It's not surprising that local artist Miriam Brysk's artwork is all about life. As a child she was one of an estimated 500 Jews who escaped the Nazis' Jewish ghetto in Lida, Byelorussia, about 200 miles northeast of Warsaw. It is said that about 300 people, including Brysk and her family, managed to find sympathetic partisan forces hiding in the forests around Lida. Most of the rest of the ghetto's roughly 10,000 residents were executed or shipped to the Majdanek concentration camp. When Lida was liberated by the Russians in 1944, the survivors in the forests numbered around 150.

Blessings, Brysk's exhibit of nineteen digital art prints on display at the Jewish Community Center's Amster Gallery, represents a departure from her earlier works that, in her words, "depicted the raw pain of childhood experiences." Created with graphic illustration software on a computer, the prints show joyful psychedelic images of plants or glowing abstract, fractal-like designs.

Mysterious Source nests yellow rings around a central seedlike form. The plantlike image resembles the poetic nature images of Georgia O'Keeffe, who Brysk says "more than anybody" became an influence on her during a sojourn Brysk made in New Mexico after immigrating to America in 1947.

The Radiance shows a cluster of pitcher plants blazing in unrealistic parrot colors of turquoise, fuchsia, and cobalt blue against a bubbly background of cream and pink blotches. This dazzling version of an everyday plant suggests that life might look this way if its beauty were fully appreciated.

As in all digital artworks, the prominence of the medium threatens to eclipse the subject matter. Their unfamiliar newness and artificial, computer-y look distract the viewer from the subject and raise the question of whether a digital image, created and colored with software, is really art. But to Brysk, "it's every bit as real. It's just a new medium — you can use a pencil to draw, or a computer."

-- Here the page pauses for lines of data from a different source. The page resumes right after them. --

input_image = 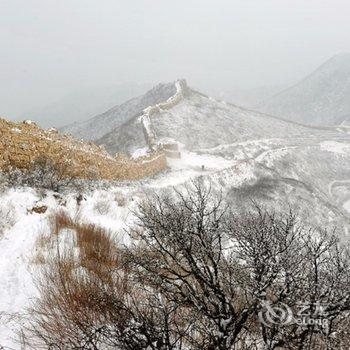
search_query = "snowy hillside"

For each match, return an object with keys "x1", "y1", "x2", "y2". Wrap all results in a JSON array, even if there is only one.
[
  {"x1": 21, "y1": 83, "x2": 148, "y2": 128},
  {"x1": 96, "y1": 80, "x2": 344, "y2": 154},
  {"x1": 0, "y1": 81, "x2": 350, "y2": 349},
  {"x1": 61, "y1": 84, "x2": 175, "y2": 141},
  {"x1": 257, "y1": 54, "x2": 350, "y2": 125}
]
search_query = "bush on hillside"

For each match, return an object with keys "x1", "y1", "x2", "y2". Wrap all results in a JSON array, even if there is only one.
[{"x1": 21, "y1": 184, "x2": 350, "y2": 350}]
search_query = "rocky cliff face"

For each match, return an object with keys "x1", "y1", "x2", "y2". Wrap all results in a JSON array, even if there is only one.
[{"x1": 0, "y1": 119, "x2": 166, "y2": 180}]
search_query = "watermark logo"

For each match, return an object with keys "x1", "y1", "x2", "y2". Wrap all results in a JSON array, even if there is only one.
[
  {"x1": 258, "y1": 301, "x2": 329, "y2": 329},
  {"x1": 258, "y1": 301, "x2": 294, "y2": 327}
]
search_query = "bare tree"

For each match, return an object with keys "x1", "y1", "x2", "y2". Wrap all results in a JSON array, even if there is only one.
[{"x1": 21, "y1": 183, "x2": 350, "y2": 350}]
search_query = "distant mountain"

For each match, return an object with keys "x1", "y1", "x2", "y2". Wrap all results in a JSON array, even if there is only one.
[
  {"x1": 257, "y1": 54, "x2": 350, "y2": 125},
  {"x1": 90, "y1": 81, "x2": 342, "y2": 154},
  {"x1": 20, "y1": 83, "x2": 150, "y2": 128},
  {"x1": 61, "y1": 84, "x2": 176, "y2": 141}
]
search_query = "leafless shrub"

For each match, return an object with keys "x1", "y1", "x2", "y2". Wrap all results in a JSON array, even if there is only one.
[
  {"x1": 114, "y1": 192, "x2": 127, "y2": 207},
  {"x1": 0, "y1": 204, "x2": 16, "y2": 235},
  {"x1": 94, "y1": 199, "x2": 111, "y2": 215},
  {"x1": 21, "y1": 183, "x2": 350, "y2": 350}
]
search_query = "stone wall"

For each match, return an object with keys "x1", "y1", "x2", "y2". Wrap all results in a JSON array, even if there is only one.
[
  {"x1": 140, "y1": 80, "x2": 187, "y2": 151},
  {"x1": 0, "y1": 119, "x2": 167, "y2": 180}
]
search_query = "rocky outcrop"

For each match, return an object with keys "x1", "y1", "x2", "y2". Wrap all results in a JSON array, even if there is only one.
[{"x1": 0, "y1": 119, "x2": 166, "y2": 180}]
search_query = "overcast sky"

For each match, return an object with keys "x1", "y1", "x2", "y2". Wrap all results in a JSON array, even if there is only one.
[{"x1": 0, "y1": 0, "x2": 350, "y2": 117}]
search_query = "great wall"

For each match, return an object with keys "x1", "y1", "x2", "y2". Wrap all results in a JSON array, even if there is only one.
[
  {"x1": 139, "y1": 79, "x2": 188, "y2": 158},
  {"x1": 0, "y1": 119, "x2": 167, "y2": 180},
  {"x1": 0, "y1": 80, "x2": 188, "y2": 180}
]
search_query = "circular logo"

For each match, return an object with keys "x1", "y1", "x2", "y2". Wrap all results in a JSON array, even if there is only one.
[{"x1": 258, "y1": 301, "x2": 294, "y2": 327}]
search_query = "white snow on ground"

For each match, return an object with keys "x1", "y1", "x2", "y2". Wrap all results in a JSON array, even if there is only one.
[
  {"x1": 0, "y1": 187, "x2": 139, "y2": 350},
  {"x1": 147, "y1": 148, "x2": 236, "y2": 188},
  {"x1": 343, "y1": 200, "x2": 350, "y2": 213},
  {"x1": 320, "y1": 141, "x2": 350, "y2": 154}
]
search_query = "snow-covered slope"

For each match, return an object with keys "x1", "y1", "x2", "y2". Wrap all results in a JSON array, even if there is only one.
[
  {"x1": 0, "y1": 81, "x2": 350, "y2": 349},
  {"x1": 96, "y1": 80, "x2": 342, "y2": 154},
  {"x1": 61, "y1": 84, "x2": 176, "y2": 141},
  {"x1": 257, "y1": 54, "x2": 350, "y2": 125},
  {"x1": 20, "y1": 83, "x2": 149, "y2": 128}
]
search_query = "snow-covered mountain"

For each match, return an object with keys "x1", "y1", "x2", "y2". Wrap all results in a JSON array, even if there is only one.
[
  {"x1": 96, "y1": 82, "x2": 342, "y2": 154},
  {"x1": 21, "y1": 83, "x2": 150, "y2": 128},
  {"x1": 61, "y1": 84, "x2": 176, "y2": 141},
  {"x1": 257, "y1": 54, "x2": 350, "y2": 125},
  {"x1": 0, "y1": 80, "x2": 350, "y2": 349}
]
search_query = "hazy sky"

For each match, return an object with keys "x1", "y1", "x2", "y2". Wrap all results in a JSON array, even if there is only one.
[{"x1": 0, "y1": 0, "x2": 350, "y2": 117}]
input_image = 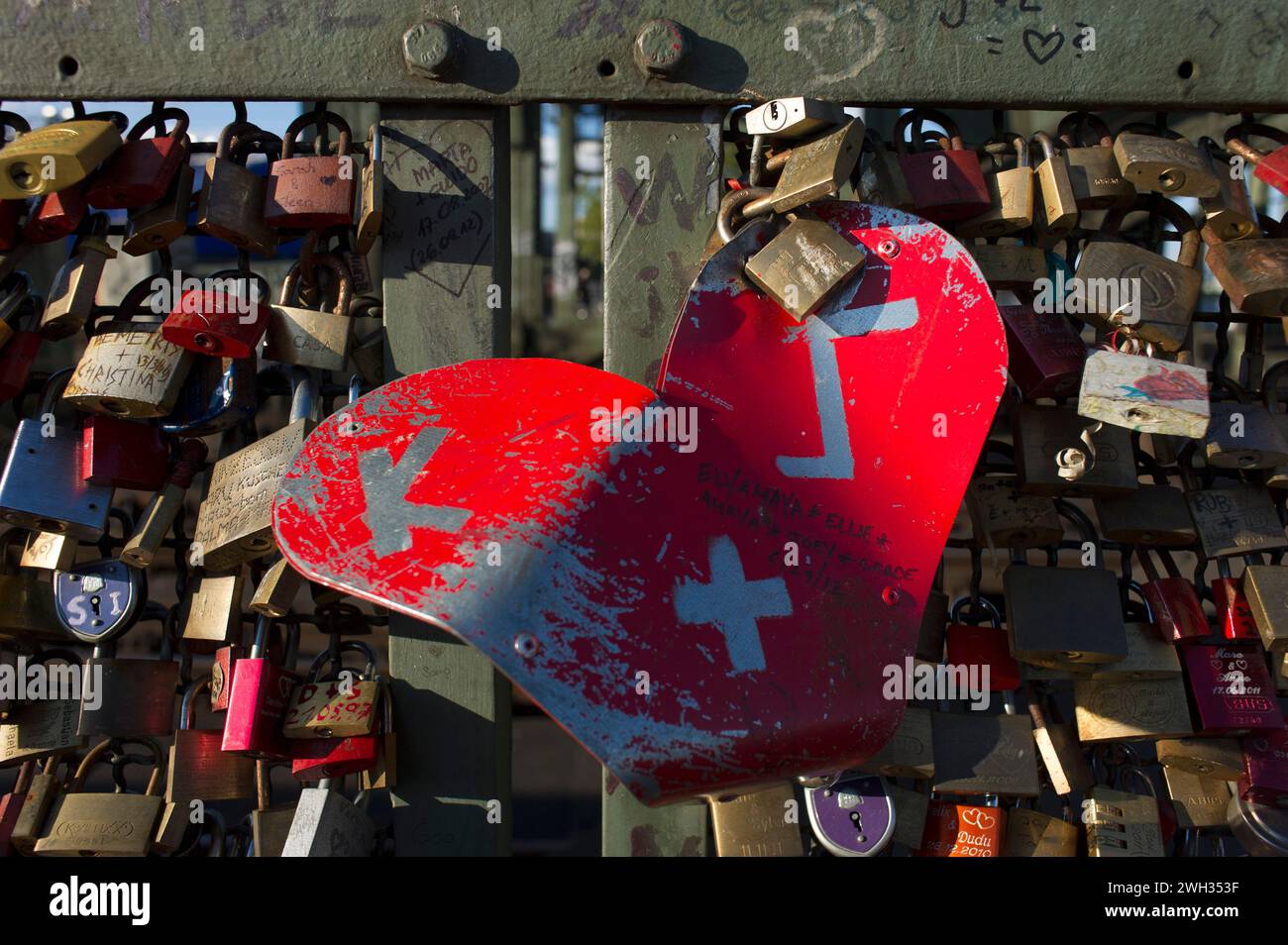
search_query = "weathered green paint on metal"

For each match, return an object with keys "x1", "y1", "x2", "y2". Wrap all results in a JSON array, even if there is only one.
[
  {"x1": 604, "y1": 107, "x2": 721, "y2": 383},
  {"x1": 601, "y1": 108, "x2": 720, "y2": 856},
  {"x1": 600, "y1": 769, "x2": 709, "y2": 856},
  {"x1": 0, "y1": 0, "x2": 1288, "y2": 111},
  {"x1": 381, "y1": 106, "x2": 512, "y2": 855}
]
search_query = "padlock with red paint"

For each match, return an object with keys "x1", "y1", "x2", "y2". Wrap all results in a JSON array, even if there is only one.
[
  {"x1": 291, "y1": 734, "x2": 380, "y2": 782},
  {"x1": 81, "y1": 415, "x2": 170, "y2": 491},
  {"x1": 1212, "y1": 558, "x2": 1261, "y2": 640},
  {"x1": 85, "y1": 108, "x2": 188, "y2": 210},
  {"x1": 1225, "y1": 122, "x2": 1288, "y2": 193},
  {"x1": 1181, "y1": 644, "x2": 1284, "y2": 735},
  {"x1": 22, "y1": 186, "x2": 89, "y2": 244},
  {"x1": 223, "y1": 615, "x2": 303, "y2": 761},
  {"x1": 917, "y1": 794, "x2": 1006, "y2": 858},
  {"x1": 265, "y1": 112, "x2": 357, "y2": 229},
  {"x1": 945, "y1": 597, "x2": 1020, "y2": 692},
  {"x1": 1136, "y1": 547, "x2": 1211, "y2": 644},
  {"x1": 894, "y1": 108, "x2": 992, "y2": 223},
  {"x1": 161, "y1": 269, "x2": 271, "y2": 358}
]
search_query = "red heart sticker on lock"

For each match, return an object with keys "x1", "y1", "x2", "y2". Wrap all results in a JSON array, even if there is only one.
[{"x1": 273, "y1": 202, "x2": 1006, "y2": 802}]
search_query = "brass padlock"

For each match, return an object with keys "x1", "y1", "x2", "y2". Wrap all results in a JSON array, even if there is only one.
[
  {"x1": 1082, "y1": 768, "x2": 1164, "y2": 856},
  {"x1": 1065, "y1": 197, "x2": 1203, "y2": 352},
  {"x1": 1115, "y1": 125, "x2": 1221, "y2": 197},
  {"x1": 1207, "y1": 232, "x2": 1288, "y2": 318},
  {"x1": 1163, "y1": 768, "x2": 1231, "y2": 830},
  {"x1": 39, "y1": 214, "x2": 116, "y2": 341},
  {"x1": 1002, "y1": 803, "x2": 1078, "y2": 856},
  {"x1": 353, "y1": 121, "x2": 385, "y2": 257},
  {"x1": 1056, "y1": 112, "x2": 1136, "y2": 210},
  {"x1": 197, "y1": 121, "x2": 279, "y2": 262},
  {"x1": 265, "y1": 254, "x2": 353, "y2": 370},
  {"x1": 1243, "y1": 564, "x2": 1288, "y2": 657},
  {"x1": 192, "y1": 368, "x2": 314, "y2": 571},
  {"x1": 63, "y1": 275, "x2": 193, "y2": 420},
  {"x1": 743, "y1": 212, "x2": 867, "y2": 322},
  {"x1": 931, "y1": 712, "x2": 1040, "y2": 797},
  {"x1": 1199, "y1": 138, "x2": 1261, "y2": 248},
  {"x1": 181, "y1": 566, "x2": 244, "y2": 653},
  {"x1": 743, "y1": 119, "x2": 864, "y2": 218},
  {"x1": 956, "y1": 134, "x2": 1033, "y2": 237},
  {"x1": 1203, "y1": 376, "x2": 1288, "y2": 469},
  {"x1": 1033, "y1": 132, "x2": 1078, "y2": 249},
  {"x1": 35, "y1": 736, "x2": 166, "y2": 856},
  {"x1": 1078, "y1": 338, "x2": 1210, "y2": 438},
  {"x1": 1185, "y1": 484, "x2": 1288, "y2": 558},
  {"x1": 0, "y1": 119, "x2": 121, "y2": 199},
  {"x1": 1094, "y1": 485, "x2": 1195, "y2": 547},
  {"x1": 966, "y1": 475, "x2": 1064, "y2": 549},
  {"x1": 1014, "y1": 403, "x2": 1138, "y2": 495},
  {"x1": 1073, "y1": 676, "x2": 1194, "y2": 743},
  {"x1": 711, "y1": 785, "x2": 805, "y2": 856}
]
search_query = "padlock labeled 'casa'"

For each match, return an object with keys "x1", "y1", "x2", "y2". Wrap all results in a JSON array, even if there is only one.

Small cards with devotional thoughts next to each work help refocus the viewer on the subject matter. The card for Ode to Joy echoes Psalm 126: "Our mouths filled with song, our tongues overflowing with joy." Another reads, "It is ours to praise, the beauty of the world." The cards continue: "The divine abounds everywhere and dwells in everything," "The sun rises and the sun sets, and glides back to where it rises."

Sunrise (above) shows radiant beams flooding a sky filled with ribbonlike multicolored clouds that suggest hymns in visual form. Three incongruous and ominous stripes of shadow accompany the beams of light. Given that Brysk says the Holocaust has "colored everything in my life" and was "the driving force behind all of my art," the shadows suggest vestiges of a childhood terror that six decades later is ineradicable.

The works are on display through February 28.